Archives de la Préfecture de Police de Paris, cote Y 1.
L’échafaud et la guillotine, selon Victor Hugo :
« L’échafaud, en effet, quand il est là, dressé et debout, a quelque chose qui hallucine. On peut avoir une certaine indifférence sur la peine de mort, ne point se prononcer, dire oui et non, tant qu’on n’a pas vu de ses yeux une guillotine ; mais si l’on en rencontre une, la secousse est violente, il faut se décider et prendre parti pour ou contre. Les uns admirent, comme de Maistre, les autres exècrent, comme Beccaria. La guillotine est la concrétion de la loi ; elle se nomme vindicte ; elle n’est pas neutre, et ne vous permet pas de rester neutre. Qui l’aperçoit frissonne du plus mystérieux des frissons.
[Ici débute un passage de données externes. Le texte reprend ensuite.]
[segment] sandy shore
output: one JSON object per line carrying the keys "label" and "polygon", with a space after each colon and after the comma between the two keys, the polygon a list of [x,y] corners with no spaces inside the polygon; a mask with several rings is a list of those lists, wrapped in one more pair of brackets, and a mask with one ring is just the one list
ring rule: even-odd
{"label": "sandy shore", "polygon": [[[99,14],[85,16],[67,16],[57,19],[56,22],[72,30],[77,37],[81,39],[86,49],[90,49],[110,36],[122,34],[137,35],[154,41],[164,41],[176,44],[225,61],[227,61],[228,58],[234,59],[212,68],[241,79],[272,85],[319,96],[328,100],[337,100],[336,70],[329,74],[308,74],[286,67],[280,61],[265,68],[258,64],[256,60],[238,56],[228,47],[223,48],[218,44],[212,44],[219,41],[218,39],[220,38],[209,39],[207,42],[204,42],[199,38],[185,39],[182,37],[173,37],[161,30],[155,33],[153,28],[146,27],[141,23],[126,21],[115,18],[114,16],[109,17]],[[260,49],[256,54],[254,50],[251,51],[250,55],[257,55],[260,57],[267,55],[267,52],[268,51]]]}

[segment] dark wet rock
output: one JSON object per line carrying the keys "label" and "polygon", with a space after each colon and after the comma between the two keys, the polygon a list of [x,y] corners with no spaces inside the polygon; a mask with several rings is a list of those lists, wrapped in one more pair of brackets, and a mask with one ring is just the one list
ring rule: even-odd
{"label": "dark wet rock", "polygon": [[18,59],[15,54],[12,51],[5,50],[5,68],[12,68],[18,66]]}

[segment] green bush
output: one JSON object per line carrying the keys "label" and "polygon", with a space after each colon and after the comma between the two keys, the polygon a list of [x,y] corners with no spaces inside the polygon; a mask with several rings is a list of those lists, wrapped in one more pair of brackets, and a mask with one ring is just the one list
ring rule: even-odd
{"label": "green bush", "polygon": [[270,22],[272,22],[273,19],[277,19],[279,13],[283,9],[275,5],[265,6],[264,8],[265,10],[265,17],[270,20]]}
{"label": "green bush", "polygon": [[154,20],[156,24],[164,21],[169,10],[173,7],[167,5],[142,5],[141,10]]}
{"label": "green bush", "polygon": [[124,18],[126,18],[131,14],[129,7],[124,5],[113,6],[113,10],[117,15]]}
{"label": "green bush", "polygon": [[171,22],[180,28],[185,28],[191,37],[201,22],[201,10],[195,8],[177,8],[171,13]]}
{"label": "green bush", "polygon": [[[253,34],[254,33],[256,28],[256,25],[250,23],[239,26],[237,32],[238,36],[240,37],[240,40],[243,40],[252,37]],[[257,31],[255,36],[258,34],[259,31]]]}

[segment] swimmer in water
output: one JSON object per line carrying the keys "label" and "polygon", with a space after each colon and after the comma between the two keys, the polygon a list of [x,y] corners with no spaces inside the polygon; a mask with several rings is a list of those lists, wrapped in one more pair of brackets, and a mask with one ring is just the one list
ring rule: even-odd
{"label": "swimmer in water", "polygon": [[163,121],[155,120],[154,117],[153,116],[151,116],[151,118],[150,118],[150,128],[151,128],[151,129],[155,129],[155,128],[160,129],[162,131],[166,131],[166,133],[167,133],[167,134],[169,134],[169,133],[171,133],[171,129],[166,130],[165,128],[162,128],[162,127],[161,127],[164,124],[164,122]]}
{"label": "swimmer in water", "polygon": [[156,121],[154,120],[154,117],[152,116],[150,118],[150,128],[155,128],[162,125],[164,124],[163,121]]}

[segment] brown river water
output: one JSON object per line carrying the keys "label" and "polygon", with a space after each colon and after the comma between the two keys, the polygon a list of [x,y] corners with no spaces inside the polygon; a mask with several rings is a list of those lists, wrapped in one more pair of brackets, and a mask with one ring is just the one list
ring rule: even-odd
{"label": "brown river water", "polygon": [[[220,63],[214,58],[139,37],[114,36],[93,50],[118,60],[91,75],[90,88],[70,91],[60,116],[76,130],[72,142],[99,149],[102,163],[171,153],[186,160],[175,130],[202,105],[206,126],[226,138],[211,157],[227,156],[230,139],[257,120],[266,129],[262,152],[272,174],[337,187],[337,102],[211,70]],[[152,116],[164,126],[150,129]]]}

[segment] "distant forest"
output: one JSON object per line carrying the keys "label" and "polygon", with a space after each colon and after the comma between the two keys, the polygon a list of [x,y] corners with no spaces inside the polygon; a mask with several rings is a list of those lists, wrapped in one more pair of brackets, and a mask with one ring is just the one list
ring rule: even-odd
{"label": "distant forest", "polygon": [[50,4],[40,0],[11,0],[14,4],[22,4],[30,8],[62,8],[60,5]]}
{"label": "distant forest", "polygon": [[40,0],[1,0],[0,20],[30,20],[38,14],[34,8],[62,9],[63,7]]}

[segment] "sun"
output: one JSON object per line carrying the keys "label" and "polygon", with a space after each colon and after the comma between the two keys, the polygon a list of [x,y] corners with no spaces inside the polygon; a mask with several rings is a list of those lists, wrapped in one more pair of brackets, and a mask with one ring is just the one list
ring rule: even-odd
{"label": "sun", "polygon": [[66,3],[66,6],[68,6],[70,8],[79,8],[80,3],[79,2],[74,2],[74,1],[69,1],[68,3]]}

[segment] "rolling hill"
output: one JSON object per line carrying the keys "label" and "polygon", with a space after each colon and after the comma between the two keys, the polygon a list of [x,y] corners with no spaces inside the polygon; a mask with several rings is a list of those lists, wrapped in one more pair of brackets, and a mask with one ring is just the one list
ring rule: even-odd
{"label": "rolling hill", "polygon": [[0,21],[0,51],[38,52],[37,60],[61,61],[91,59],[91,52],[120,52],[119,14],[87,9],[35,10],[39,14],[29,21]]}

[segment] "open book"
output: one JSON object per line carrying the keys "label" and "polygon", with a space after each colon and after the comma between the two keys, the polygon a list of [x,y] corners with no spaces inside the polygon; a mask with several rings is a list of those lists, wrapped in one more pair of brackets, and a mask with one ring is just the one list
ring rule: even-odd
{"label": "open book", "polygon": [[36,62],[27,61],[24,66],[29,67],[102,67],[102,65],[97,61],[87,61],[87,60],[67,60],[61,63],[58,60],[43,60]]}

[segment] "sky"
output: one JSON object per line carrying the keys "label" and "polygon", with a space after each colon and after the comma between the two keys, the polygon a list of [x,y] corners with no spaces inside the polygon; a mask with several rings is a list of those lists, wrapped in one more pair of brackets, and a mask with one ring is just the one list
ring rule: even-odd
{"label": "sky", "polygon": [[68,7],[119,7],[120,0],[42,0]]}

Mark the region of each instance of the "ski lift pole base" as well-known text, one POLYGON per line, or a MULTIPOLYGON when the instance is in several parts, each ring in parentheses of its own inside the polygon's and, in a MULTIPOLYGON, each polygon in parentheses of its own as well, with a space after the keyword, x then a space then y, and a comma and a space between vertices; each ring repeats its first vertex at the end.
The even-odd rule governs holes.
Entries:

Toutes les questions sociales dressent autour de ce couperet leur point d’interrogation. L’échafaud est vision. L’échafaud n’est pas une charpente, l’échafaud n’est pas une machine, l’échafaud n’est pas une mécanique inerte faite de bois, de fer et de cordes. Il semble que ce soit une sorte d’être qui a je ne sais quelle sombre initiative ; on dirait que cette charpente voit, que cette machine entend, que cette mécanique comprend, que ce bois, ce fer et ces cordes veulent. Dans la rêverie affreuse où sa présence jette l’âme, l’échafaud apparat terrible et se mêlant de ce qu’il fait. L’échafaud est le complice du bourreau ; il dévore ; il mange de la chair, il boit du sang. L’échafaud est une sorte de monstre fabriqué par le juge et par le charpentier, un spectre qui semble vivre d’une espèce de vie épouvantable faite de toute la mort qu’il a donnée. »
Les Misérables (1862), première partie, Fantine, livre premier, Un juste, chap. 4.